News headlines over the past month have universally included mentions of Chinese developer Evergrande Group and its imminent downfall. The possibility of one of China’s biggest companies going under has put immense pressure on the financial markets, especially on Chinese stock indices. What’s more, investors have been worried about the effect spilling over, similar to the 2008 financial crisis which started in the United States.
The Evergrande Real Estate Group, up until recently, was considered the real estate developer with the highest market value in the world, and is China’s second largest company of this kind.
Though Evergrande Group has performed well as a developer in its more than two decades of operations, the company has expanded its business to other sectors such as theme parks and electric vehicles, among others. Not all of these ventures have been profitable, and most of them required a lot of capital to establish. Thus, Evergrande’s funds have been stretched too thin for too long.
This brings us to August 2021, when it first came to light that Evergrande is so low on cash that it will not be able to pay its monthly debt fees. Right now, the company owes more than 300 billion US dollars to lenders and investors.
The company currently has a credit rating of CCC/CCC+, depending on which rating agency one consults. It has been downgraded once or twice this year alone.
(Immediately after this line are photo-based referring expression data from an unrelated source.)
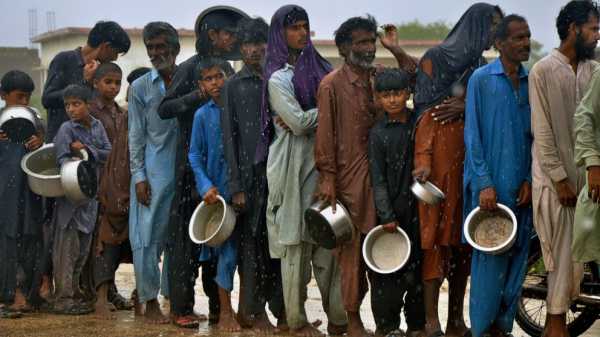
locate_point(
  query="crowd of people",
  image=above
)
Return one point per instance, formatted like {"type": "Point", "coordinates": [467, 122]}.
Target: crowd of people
{"type": "Point", "coordinates": [286, 130]}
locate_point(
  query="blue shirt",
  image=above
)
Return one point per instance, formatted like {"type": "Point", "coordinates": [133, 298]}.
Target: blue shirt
{"type": "Point", "coordinates": [206, 155]}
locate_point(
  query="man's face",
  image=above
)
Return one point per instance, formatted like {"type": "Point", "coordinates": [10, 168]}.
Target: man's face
{"type": "Point", "coordinates": [161, 55]}
{"type": "Point", "coordinates": [517, 45]}
{"type": "Point", "coordinates": [253, 54]}
{"type": "Point", "coordinates": [16, 97]}
{"type": "Point", "coordinates": [296, 35]}
{"type": "Point", "coordinates": [77, 109]}
{"type": "Point", "coordinates": [393, 101]}
{"type": "Point", "coordinates": [212, 81]}
{"type": "Point", "coordinates": [362, 50]}
{"type": "Point", "coordinates": [109, 85]}
{"type": "Point", "coordinates": [587, 37]}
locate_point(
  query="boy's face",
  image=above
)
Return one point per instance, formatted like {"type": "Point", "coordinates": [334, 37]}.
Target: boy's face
{"type": "Point", "coordinates": [16, 97]}
{"type": "Point", "coordinates": [109, 85]}
{"type": "Point", "coordinates": [393, 101]}
{"type": "Point", "coordinates": [212, 81]}
{"type": "Point", "coordinates": [77, 109]}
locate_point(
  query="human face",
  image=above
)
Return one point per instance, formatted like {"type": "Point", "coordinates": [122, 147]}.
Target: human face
{"type": "Point", "coordinates": [393, 101]}
{"type": "Point", "coordinates": [109, 86]}
{"type": "Point", "coordinates": [212, 81]}
{"type": "Point", "coordinates": [77, 109]}
{"type": "Point", "coordinates": [296, 35]}
{"type": "Point", "coordinates": [517, 46]}
{"type": "Point", "coordinates": [253, 54]}
{"type": "Point", "coordinates": [161, 55]}
{"type": "Point", "coordinates": [16, 97]}
{"type": "Point", "coordinates": [362, 49]}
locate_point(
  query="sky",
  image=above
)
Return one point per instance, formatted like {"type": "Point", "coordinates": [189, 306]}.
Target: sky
{"type": "Point", "coordinates": [325, 15]}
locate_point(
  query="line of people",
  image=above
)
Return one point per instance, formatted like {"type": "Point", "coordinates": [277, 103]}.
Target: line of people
{"type": "Point", "coordinates": [287, 129]}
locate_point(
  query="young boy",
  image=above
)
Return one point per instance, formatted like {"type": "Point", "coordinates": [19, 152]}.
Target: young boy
{"type": "Point", "coordinates": [391, 164]}
{"type": "Point", "coordinates": [207, 160]}
{"type": "Point", "coordinates": [112, 246]}
{"type": "Point", "coordinates": [74, 224]}
{"type": "Point", "coordinates": [21, 211]}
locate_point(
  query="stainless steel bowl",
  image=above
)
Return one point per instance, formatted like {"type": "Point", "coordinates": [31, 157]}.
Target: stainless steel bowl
{"type": "Point", "coordinates": [329, 229]}
{"type": "Point", "coordinates": [20, 122]}
{"type": "Point", "coordinates": [427, 192]}
{"type": "Point", "coordinates": [384, 252]}
{"type": "Point", "coordinates": [474, 220]}
{"type": "Point", "coordinates": [212, 224]}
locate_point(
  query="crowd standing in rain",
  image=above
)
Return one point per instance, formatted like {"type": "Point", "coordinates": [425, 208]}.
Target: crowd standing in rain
{"type": "Point", "coordinates": [287, 130]}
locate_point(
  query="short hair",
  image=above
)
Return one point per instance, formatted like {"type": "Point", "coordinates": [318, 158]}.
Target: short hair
{"type": "Point", "coordinates": [343, 35]}
{"type": "Point", "coordinates": [208, 63]}
{"type": "Point", "coordinates": [16, 80]}
{"type": "Point", "coordinates": [502, 29]}
{"type": "Point", "coordinates": [392, 79]}
{"type": "Point", "coordinates": [106, 68]}
{"type": "Point", "coordinates": [158, 28]}
{"type": "Point", "coordinates": [111, 32]}
{"type": "Point", "coordinates": [252, 31]}
{"type": "Point", "coordinates": [77, 91]}
{"type": "Point", "coordinates": [137, 73]}
{"type": "Point", "coordinates": [577, 12]}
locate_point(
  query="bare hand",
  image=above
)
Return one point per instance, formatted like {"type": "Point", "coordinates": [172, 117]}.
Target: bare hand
{"type": "Point", "coordinates": [566, 193]}
{"type": "Point", "coordinates": [239, 200]}
{"type": "Point", "coordinates": [210, 197]}
{"type": "Point", "coordinates": [524, 194]}
{"type": "Point", "coordinates": [422, 173]}
{"type": "Point", "coordinates": [143, 192]}
{"type": "Point", "coordinates": [450, 110]}
{"type": "Point", "coordinates": [89, 70]}
{"type": "Point", "coordinates": [487, 199]}
{"type": "Point", "coordinates": [594, 183]}
{"type": "Point", "coordinates": [390, 227]}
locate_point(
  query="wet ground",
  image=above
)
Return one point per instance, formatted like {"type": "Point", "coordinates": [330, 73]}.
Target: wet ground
{"type": "Point", "coordinates": [44, 325]}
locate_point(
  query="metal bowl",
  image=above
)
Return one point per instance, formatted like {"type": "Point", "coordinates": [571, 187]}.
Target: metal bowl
{"type": "Point", "coordinates": [427, 192]}
{"type": "Point", "coordinates": [212, 224]}
{"type": "Point", "coordinates": [19, 122]}
{"type": "Point", "coordinates": [329, 229]}
{"type": "Point", "coordinates": [384, 252]}
{"type": "Point", "coordinates": [476, 226]}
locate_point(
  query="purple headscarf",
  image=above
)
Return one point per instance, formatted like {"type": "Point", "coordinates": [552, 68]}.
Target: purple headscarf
{"type": "Point", "coordinates": [309, 69]}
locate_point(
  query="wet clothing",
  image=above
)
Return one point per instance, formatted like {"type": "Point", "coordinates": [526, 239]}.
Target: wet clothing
{"type": "Point", "coordinates": [586, 229]}
{"type": "Point", "coordinates": [555, 92]}
{"type": "Point", "coordinates": [260, 280]}
{"type": "Point", "coordinates": [65, 68]}
{"type": "Point", "coordinates": [498, 154]}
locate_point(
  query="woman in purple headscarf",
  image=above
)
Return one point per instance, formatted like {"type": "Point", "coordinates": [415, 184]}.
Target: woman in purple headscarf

In the last six months its share value has gone from around 14 Hong Kong dollars down to 2.7-3 HKD. In annual terms, the company’s stock value has tanked about 85%.
Over the last two weeks, Evergrande missed several payments. It has triggered a 30-day grace period during which it still has time to look for funds to make good on its financial commitments before its default is official.
The Chinese government has issued measures to keep the housing market from collapsing, and the People’s Bank of China has kept stimulus flowing to stave off the crisis, but Evergrande has not hit rock bottom yet. Things might yet get worse.